住友ゴム工業、ゴム破壊のメカニズムを解明

タイヤ 2019-01-10

 住友ゴム工業は1月9日、ライプニッツ高分子研究所(ドイツ・ドレスデン)との共同研究により、今まで解明されていなかったゴム内部の「ボイド」と呼ばれる空隙(ゴム破壊の元)の発生から、き裂発生までのメカニズムを解明したと発表した。

 同社は「さらに高い安全性能」、「さらに高い環境性能」を実現するためのタイヤ技術開発コンセプト「Smart Tyre Concept」を掲げており、今回の研究成果は「Smart Tyre Concept」の方向性のひとつである「性能持続技術」につながるもの。

 タイヤの摩耗現象の一因であるゴムの破壊は、ゴム内部の分子切断やボイド形成によるき裂の成長によるものと考えられてきたが、明確には解明されていなかった。そのような中、同社では合成ゴムのボイドの発生観察に着手。2015年には新材料開発技術「ADVANCED 4D NANO DESIGN」を活用してボイドの発生を構造シミュレーションで解明し、その発生を抑える技術を確立した。

 今回の研究成果は、実際の合成ゴムを用いた2種類の実験からゴム内部の力学的挙動を観察したことにより、ゴムの粘弾性をコントロールすることで耐久性の高い材料の開発につなげることが可能となる。

 ■実験①=薄い円板状ゴム試験体のコンピュータ断層撮影(CT)による力・変形量・体積変化解析

 ◇実験方法=円板状の金属プレートと接着させた同形状の合成ゴム試験体を、金属プレート接触面の垂直方向に引っ張ることで、ゴム試験体を変形させた際の力と体積変化の関係を観察。また、ゴム試験体のCTにより、ゴム内部のボイドの成長を観察。

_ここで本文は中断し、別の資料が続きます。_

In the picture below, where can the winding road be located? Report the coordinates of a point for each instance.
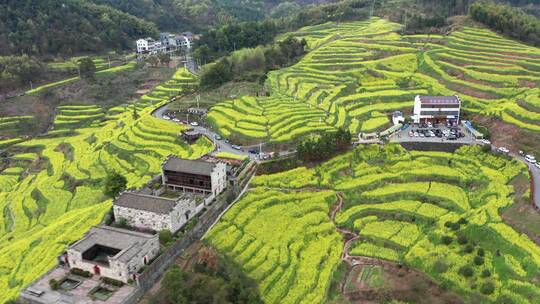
(224, 146)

 ◇結果=円板状の金属プレートに接着された同形状の合成ゴム試験体は、金属プレート方向に引っ張るとゴムの性質により幅方向(半径方向)に収縮しようするが、金属プレートに接着されているため、金属と接している部分のゴムが剥がれない限り、幅方向に縮むことができない。その結果、ゴム自体が膨張することとなり、CTでゴム内部を観察した結果、ボイドの発生が確認できた。さらに、合成ゴムの中でも充填剤ありの場合はシリカやカーボンブラックの凝集物間からゴムの破壊が発生し、充填剤なしの場合はゴム分子の滑りによるボイド形成からゴムの破壊が発生するといった、ボイド発生の経緯が異なることも明らかになった。

 ■実験2=X線小角散乱による合成ゴムの破断特性の解明

 ◇実験方法=切り込みの入った平面な合成ゴム試験体を平面方向に引っ張った場合の切り込み部分について、X線小角散乱を用いてゴム内部のボイドの成長を観察。

 ◇結果=平面な合成ゴム試験体の切り込み部分について、X線小角散乱によりゴム内部密度を測定した結果、切り込み先端部分は他の部分よりゴム密度が低い(ゴム内部でボイドが多く発生している)ことが判明。これにより、平面なゴム試験体を平面方向に引っ張った場合、切り込み先端部分にボイドが存在することおよびゴムの破断にはボイドが関与することが解明された。